Adalah bude Warso, ya pertama-tama tobat. “Udah-udah aku nggak ikut-ikutan lagi, aku sakit jantung,” teriaknya setelah turun dari rakit.

“Satu lagi, naik itu setelah itu sudahan,” kata pakde Wir sambil menunjuk sebuah wahana.

“Hah! nggak salah? Engak mau, enggak mau, ntar tambah basah,” hampir semua protes.

Yang ditunjuk pakde Wir, wahana perahu meluncur di air terjun.

“Pokoknya aku didepan, semua dibelakang dijamin tidak kena air,” pakde Wir membujuk.

Akhirnya rombongan mengikuti pakde Wir naik perahu yang akan meluncur di air terjun. Pakde Wir duduk paling depan, pak Pangkat duduk di paling belakang. Mula-mula perahu hanyut di air yang tenang, namun mereka sudah menahan nafas, sambil memperbesar keberanian untuk melakukan petualangan. Namun tak urung ketika perahu baru saja mendekati bibir air terjun, sudah terdengan teriakan, dan ketika perahu menukik, meluncur di air terjun, semua menjerit histeris. Ketika perahu impak, mendarat di sungai yang berada dibawah, air yang dihantam perahu, muncrat, mengguyur semua penumpang, dan yang paling parah pakde Wir, benar-benar basah kuyub.

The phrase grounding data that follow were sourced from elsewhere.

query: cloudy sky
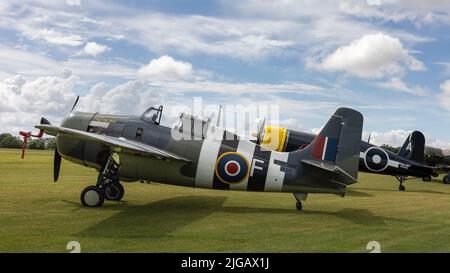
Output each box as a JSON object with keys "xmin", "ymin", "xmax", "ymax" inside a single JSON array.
[{"xmin": 1, "ymin": 0, "xmax": 450, "ymax": 148}]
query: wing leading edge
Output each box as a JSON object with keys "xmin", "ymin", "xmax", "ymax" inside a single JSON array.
[{"xmin": 35, "ymin": 124, "xmax": 191, "ymax": 162}]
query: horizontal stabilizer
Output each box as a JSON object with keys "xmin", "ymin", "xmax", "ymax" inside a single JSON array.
[{"xmin": 301, "ymin": 159, "xmax": 358, "ymax": 184}]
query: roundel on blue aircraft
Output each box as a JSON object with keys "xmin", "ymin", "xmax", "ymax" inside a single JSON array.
[
  {"xmin": 215, "ymin": 152, "xmax": 250, "ymax": 184},
  {"xmin": 364, "ymin": 147, "xmax": 389, "ymax": 172}
]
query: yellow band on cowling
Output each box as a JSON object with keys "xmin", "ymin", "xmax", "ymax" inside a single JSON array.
[{"xmin": 261, "ymin": 126, "xmax": 288, "ymax": 152}]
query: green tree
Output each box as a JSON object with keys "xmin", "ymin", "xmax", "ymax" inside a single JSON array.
[
  {"xmin": 45, "ymin": 138, "xmax": 57, "ymax": 150},
  {"xmin": 0, "ymin": 133, "xmax": 23, "ymax": 148},
  {"xmin": 380, "ymin": 144, "xmax": 400, "ymax": 154},
  {"xmin": 28, "ymin": 138, "xmax": 46, "ymax": 150}
]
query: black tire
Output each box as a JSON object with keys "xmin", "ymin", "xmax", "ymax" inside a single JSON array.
[
  {"xmin": 422, "ymin": 176, "xmax": 432, "ymax": 182},
  {"xmin": 104, "ymin": 183, "xmax": 125, "ymax": 201},
  {"xmin": 81, "ymin": 186, "xmax": 105, "ymax": 207},
  {"xmin": 295, "ymin": 201, "xmax": 302, "ymax": 211},
  {"xmin": 443, "ymin": 175, "xmax": 450, "ymax": 184},
  {"xmin": 399, "ymin": 185, "xmax": 406, "ymax": 191}
]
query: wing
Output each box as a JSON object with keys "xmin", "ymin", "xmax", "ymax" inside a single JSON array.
[{"xmin": 35, "ymin": 124, "xmax": 191, "ymax": 162}]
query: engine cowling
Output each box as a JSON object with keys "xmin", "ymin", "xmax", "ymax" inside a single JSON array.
[
  {"xmin": 259, "ymin": 126, "xmax": 314, "ymax": 152},
  {"xmin": 57, "ymin": 112, "xmax": 108, "ymax": 169}
]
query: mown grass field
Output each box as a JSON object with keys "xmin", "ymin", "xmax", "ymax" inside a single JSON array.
[{"xmin": 1, "ymin": 148, "xmax": 450, "ymax": 253}]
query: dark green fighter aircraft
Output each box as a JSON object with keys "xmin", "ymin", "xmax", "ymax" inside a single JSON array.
[
  {"xmin": 19, "ymin": 105, "xmax": 363, "ymax": 210},
  {"xmin": 424, "ymin": 146, "xmax": 450, "ymax": 184}
]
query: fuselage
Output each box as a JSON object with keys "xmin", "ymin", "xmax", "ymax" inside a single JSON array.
[{"xmin": 55, "ymin": 112, "xmax": 350, "ymax": 195}]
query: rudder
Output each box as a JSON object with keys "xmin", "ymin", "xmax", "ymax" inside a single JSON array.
[{"xmin": 398, "ymin": 131, "xmax": 425, "ymax": 163}]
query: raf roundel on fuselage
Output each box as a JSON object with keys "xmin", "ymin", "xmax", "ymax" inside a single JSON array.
[{"xmin": 215, "ymin": 152, "xmax": 250, "ymax": 184}]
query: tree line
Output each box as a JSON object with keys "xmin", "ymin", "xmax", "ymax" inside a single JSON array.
[{"xmin": 0, "ymin": 133, "xmax": 56, "ymax": 150}]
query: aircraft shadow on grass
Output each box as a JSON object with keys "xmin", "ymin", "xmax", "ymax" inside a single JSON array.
[
  {"xmin": 302, "ymin": 208, "xmax": 417, "ymax": 226},
  {"xmin": 75, "ymin": 195, "xmax": 227, "ymax": 239},
  {"xmin": 356, "ymin": 187, "xmax": 450, "ymax": 196},
  {"xmin": 72, "ymin": 195, "xmax": 417, "ymax": 239},
  {"xmin": 345, "ymin": 190, "xmax": 374, "ymax": 197}
]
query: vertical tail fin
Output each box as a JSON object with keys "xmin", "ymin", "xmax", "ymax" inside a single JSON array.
[
  {"xmin": 303, "ymin": 108, "xmax": 363, "ymax": 182},
  {"xmin": 398, "ymin": 131, "xmax": 425, "ymax": 163}
]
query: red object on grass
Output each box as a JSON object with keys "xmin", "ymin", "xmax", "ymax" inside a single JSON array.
[{"xmin": 19, "ymin": 130, "xmax": 44, "ymax": 159}]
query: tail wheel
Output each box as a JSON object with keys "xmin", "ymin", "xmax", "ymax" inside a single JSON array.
[
  {"xmin": 104, "ymin": 183, "xmax": 125, "ymax": 201},
  {"xmin": 443, "ymin": 175, "xmax": 450, "ymax": 184},
  {"xmin": 422, "ymin": 176, "xmax": 432, "ymax": 182},
  {"xmin": 81, "ymin": 186, "xmax": 105, "ymax": 207}
]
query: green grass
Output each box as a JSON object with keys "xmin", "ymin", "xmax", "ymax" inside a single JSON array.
[{"xmin": 1, "ymin": 148, "xmax": 450, "ymax": 253}]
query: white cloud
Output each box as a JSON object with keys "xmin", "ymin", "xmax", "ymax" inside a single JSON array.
[
  {"xmin": 116, "ymin": 14, "xmax": 296, "ymax": 60},
  {"xmin": 362, "ymin": 129, "xmax": 411, "ymax": 147},
  {"xmin": 427, "ymin": 138, "xmax": 450, "ymax": 150},
  {"xmin": 83, "ymin": 42, "xmax": 110, "ymax": 57},
  {"xmin": 0, "ymin": 44, "xmax": 136, "ymax": 81},
  {"xmin": 0, "ymin": 73, "xmax": 77, "ymax": 115},
  {"xmin": 25, "ymin": 28, "xmax": 85, "ymax": 47},
  {"xmin": 147, "ymin": 80, "xmax": 329, "ymax": 98},
  {"xmin": 0, "ymin": 45, "xmax": 58, "ymax": 77},
  {"xmin": 228, "ymin": 0, "xmax": 450, "ymax": 28},
  {"xmin": 376, "ymin": 77, "xmax": 429, "ymax": 96},
  {"xmin": 339, "ymin": 0, "xmax": 435, "ymax": 26},
  {"xmin": 61, "ymin": 58, "xmax": 136, "ymax": 80},
  {"xmin": 279, "ymin": 118, "xmax": 308, "ymax": 132},
  {"xmin": 0, "ymin": 1, "xmax": 431, "ymax": 64},
  {"xmin": 0, "ymin": 75, "xmax": 159, "ymax": 133},
  {"xmin": 0, "ymin": 72, "xmax": 79, "ymax": 133},
  {"xmin": 439, "ymin": 80, "xmax": 450, "ymax": 111},
  {"xmin": 79, "ymin": 80, "xmax": 158, "ymax": 114},
  {"xmin": 138, "ymin": 56, "xmax": 193, "ymax": 81},
  {"xmin": 66, "ymin": 0, "xmax": 81, "ymax": 6},
  {"xmin": 362, "ymin": 129, "xmax": 450, "ymax": 150},
  {"xmin": 308, "ymin": 33, "xmax": 425, "ymax": 78},
  {"xmin": 59, "ymin": 68, "xmax": 73, "ymax": 79}
]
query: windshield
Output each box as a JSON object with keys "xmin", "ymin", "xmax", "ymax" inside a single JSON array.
[{"xmin": 141, "ymin": 105, "xmax": 163, "ymax": 125}]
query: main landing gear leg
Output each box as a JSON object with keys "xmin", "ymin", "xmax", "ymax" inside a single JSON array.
[
  {"xmin": 395, "ymin": 176, "xmax": 406, "ymax": 191},
  {"xmin": 80, "ymin": 152, "xmax": 124, "ymax": 207},
  {"xmin": 293, "ymin": 193, "xmax": 308, "ymax": 211}
]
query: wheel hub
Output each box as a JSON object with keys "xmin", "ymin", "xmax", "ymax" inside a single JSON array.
[
  {"xmin": 105, "ymin": 185, "xmax": 119, "ymax": 199},
  {"xmin": 84, "ymin": 190, "xmax": 100, "ymax": 206}
]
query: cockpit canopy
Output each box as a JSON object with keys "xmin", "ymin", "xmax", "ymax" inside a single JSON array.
[{"xmin": 141, "ymin": 105, "xmax": 163, "ymax": 125}]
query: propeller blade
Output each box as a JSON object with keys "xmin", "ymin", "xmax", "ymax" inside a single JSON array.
[
  {"xmin": 40, "ymin": 117, "xmax": 51, "ymax": 125},
  {"xmin": 54, "ymin": 147, "xmax": 61, "ymax": 182},
  {"xmin": 216, "ymin": 105, "xmax": 222, "ymax": 127},
  {"xmin": 256, "ymin": 117, "xmax": 266, "ymax": 144},
  {"xmin": 71, "ymin": 96, "xmax": 80, "ymax": 112}
]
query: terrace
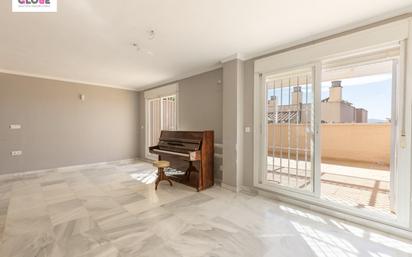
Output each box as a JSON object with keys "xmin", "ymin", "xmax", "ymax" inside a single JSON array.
[{"xmin": 266, "ymin": 123, "xmax": 393, "ymax": 216}]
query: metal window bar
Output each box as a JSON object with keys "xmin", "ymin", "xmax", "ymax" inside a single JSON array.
[
  {"xmin": 296, "ymin": 76, "xmax": 300, "ymax": 187},
  {"xmin": 271, "ymin": 82, "xmax": 276, "ymax": 180},
  {"xmin": 311, "ymin": 68, "xmax": 316, "ymax": 193},
  {"xmin": 152, "ymin": 100, "xmax": 156, "ymax": 146},
  {"xmin": 149, "ymin": 95, "xmax": 177, "ymax": 150},
  {"xmin": 155, "ymin": 99, "xmax": 160, "ymax": 146},
  {"xmin": 274, "ymin": 146, "xmax": 310, "ymax": 152},
  {"xmin": 266, "ymin": 71, "xmax": 313, "ymax": 190},
  {"xmin": 163, "ymin": 97, "xmax": 167, "ymax": 130},
  {"xmin": 279, "ymin": 79, "xmax": 283, "ymax": 184},
  {"xmin": 160, "ymin": 97, "xmax": 163, "ymax": 132},
  {"xmin": 168, "ymin": 97, "xmax": 171, "ymax": 129},
  {"xmin": 163, "ymin": 98, "xmax": 165, "ymax": 130},
  {"xmin": 151, "ymin": 100, "xmax": 153, "ymax": 145},
  {"xmin": 173, "ymin": 96, "xmax": 176, "ymax": 130},
  {"xmin": 156, "ymin": 99, "xmax": 160, "ymax": 143},
  {"xmin": 275, "ymin": 82, "xmax": 279, "ymax": 181},
  {"xmin": 287, "ymin": 78, "xmax": 291, "ymax": 185},
  {"xmin": 304, "ymin": 75, "xmax": 309, "ymax": 186},
  {"xmin": 160, "ymin": 95, "xmax": 177, "ymax": 131},
  {"xmin": 167, "ymin": 97, "xmax": 169, "ymax": 129}
]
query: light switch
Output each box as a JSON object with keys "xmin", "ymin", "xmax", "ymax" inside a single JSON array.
[
  {"xmin": 10, "ymin": 124, "xmax": 21, "ymax": 130},
  {"xmin": 245, "ymin": 126, "xmax": 251, "ymax": 133},
  {"xmin": 400, "ymin": 135, "xmax": 406, "ymax": 148},
  {"xmin": 11, "ymin": 150, "xmax": 22, "ymax": 156}
]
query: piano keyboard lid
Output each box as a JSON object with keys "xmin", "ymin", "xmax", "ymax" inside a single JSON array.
[{"xmin": 160, "ymin": 137, "xmax": 201, "ymax": 144}]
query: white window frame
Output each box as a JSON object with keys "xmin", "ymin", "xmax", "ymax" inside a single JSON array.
[
  {"xmin": 259, "ymin": 64, "xmax": 320, "ymax": 197},
  {"xmin": 144, "ymin": 84, "xmax": 179, "ymax": 160},
  {"xmin": 253, "ymin": 19, "xmax": 412, "ymax": 229}
]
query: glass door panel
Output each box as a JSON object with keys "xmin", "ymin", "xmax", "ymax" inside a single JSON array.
[
  {"xmin": 146, "ymin": 95, "xmax": 177, "ymax": 159},
  {"xmin": 264, "ymin": 68, "xmax": 315, "ymax": 192},
  {"xmin": 320, "ymin": 57, "xmax": 398, "ymax": 217}
]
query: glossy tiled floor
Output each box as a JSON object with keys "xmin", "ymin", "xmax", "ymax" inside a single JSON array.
[{"xmin": 0, "ymin": 161, "xmax": 411, "ymax": 257}]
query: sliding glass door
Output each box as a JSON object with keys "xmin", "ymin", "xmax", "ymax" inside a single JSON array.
[
  {"xmin": 320, "ymin": 57, "xmax": 399, "ymax": 217},
  {"xmin": 258, "ymin": 44, "xmax": 405, "ymax": 222}
]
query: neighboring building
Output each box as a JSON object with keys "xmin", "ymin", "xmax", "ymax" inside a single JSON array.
[{"xmin": 268, "ymin": 80, "xmax": 368, "ymax": 124}]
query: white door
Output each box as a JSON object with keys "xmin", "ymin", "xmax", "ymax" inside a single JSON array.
[
  {"xmin": 261, "ymin": 65, "xmax": 319, "ymax": 194},
  {"xmin": 145, "ymin": 95, "xmax": 177, "ymax": 159},
  {"xmin": 319, "ymin": 48, "xmax": 401, "ymax": 218}
]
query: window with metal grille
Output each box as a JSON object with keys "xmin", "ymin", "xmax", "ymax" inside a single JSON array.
[{"xmin": 146, "ymin": 95, "xmax": 177, "ymax": 159}]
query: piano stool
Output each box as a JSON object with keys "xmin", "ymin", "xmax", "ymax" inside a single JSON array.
[
  {"xmin": 153, "ymin": 160, "xmax": 173, "ymax": 190},
  {"xmin": 149, "ymin": 130, "xmax": 214, "ymax": 191}
]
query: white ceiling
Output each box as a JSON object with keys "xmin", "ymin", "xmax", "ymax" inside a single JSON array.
[{"xmin": 1, "ymin": 0, "xmax": 411, "ymax": 90}]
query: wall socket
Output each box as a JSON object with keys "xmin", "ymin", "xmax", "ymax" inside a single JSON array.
[
  {"xmin": 10, "ymin": 124, "xmax": 21, "ymax": 130},
  {"xmin": 11, "ymin": 151, "xmax": 22, "ymax": 157}
]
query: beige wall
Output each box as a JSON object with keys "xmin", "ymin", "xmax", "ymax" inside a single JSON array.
[
  {"xmin": 178, "ymin": 69, "xmax": 223, "ymax": 143},
  {"xmin": 267, "ymin": 123, "xmax": 391, "ymax": 166},
  {"xmin": 222, "ymin": 59, "xmax": 244, "ymax": 188},
  {"xmin": 321, "ymin": 123, "xmax": 390, "ymax": 166},
  {"xmin": 178, "ymin": 68, "xmax": 224, "ymax": 179},
  {"xmin": 0, "ymin": 73, "xmax": 140, "ymax": 174},
  {"xmin": 321, "ymin": 101, "xmax": 363, "ymax": 123},
  {"xmin": 356, "ymin": 108, "xmax": 368, "ymax": 123},
  {"xmin": 340, "ymin": 103, "xmax": 356, "ymax": 123},
  {"xmin": 321, "ymin": 102, "xmax": 341, "ymax": 123},
  {"xmin": 242, "ymin": 59, "xmax": 255, "ymax": 187}
]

Setelah capek, makan, istirahat sejenak lalu diteruskan melihat macam-macam pertunjukan, seperti sirkus burung dan lumba-lumba. Di arena pertunjukan lumba-lumba ini rombongan, kena tegur petugas. Seperti anak-anak, setiap melihat melihat pertunjukan, rombongan selalu membawa cemilan. Sambil makan sambil nonton petujukan. Selagi asyik ngemil, tiba-tiba datang petugas, mungkin seperti Satpam. Ngomong pakai bahasa Jerman, karena tidak ngerti bahasanya, dikiranya Satpam itu mengajak ngobrol, makanya semua anggota rombongan memberi respon, dan biar dikira tau apa yang ia katakan semua mengangguk-angguk, sambil tersenyum senyum. Satpam itu terus bicara, dan rombongan terus manggut-manggut, sambil tersenyum dan kadang tertawa biar dikira tambah ramah, sambil terus ngemil. Tiba-tiba Satpam bule itu menunjuk dinding tak jauh dibelakang rombongan. Semua anggota rombongan menoleh ke belakang. Lha nggak taunya didinding itu terpampang tulisan dengan bahasa Ingris:

Dilarang makan di arena pertunjukan.”

Oh jadi, maksudnya Satpam itu melarang makan di arena pertunjukan. Yah, sudah terlanjur, semua cemilan sudah habis dimakanan.



Calon Astronut yang gagal


 Menjelang sore ketika mau pulang, lha kok pakde Wir nemu 2 wahan lagi yang belum dinaiki, yang pertama, naik deretan kursi ditarik keatas puncak menara. Menara lumayan tinggi, bentuknya seperti monas, melingkari tiang menara ada sederetan kursi. Kalau semua kursi sudah diduduki pengujung, kursi itu ditarik keatas, pelan-pelan melingkar dan naik hingga sampai puncak. Dari kursi itu pengujung bisa melihat sekeliling Europark dari ketinggian. Satu lagi wahan tak tau bentuknya, tapi dari luar terlihat seperti tenda raksa yang tertutup rapat. Pakde Wir masih penasaran, mengajak, mencoba 2 wahan itu.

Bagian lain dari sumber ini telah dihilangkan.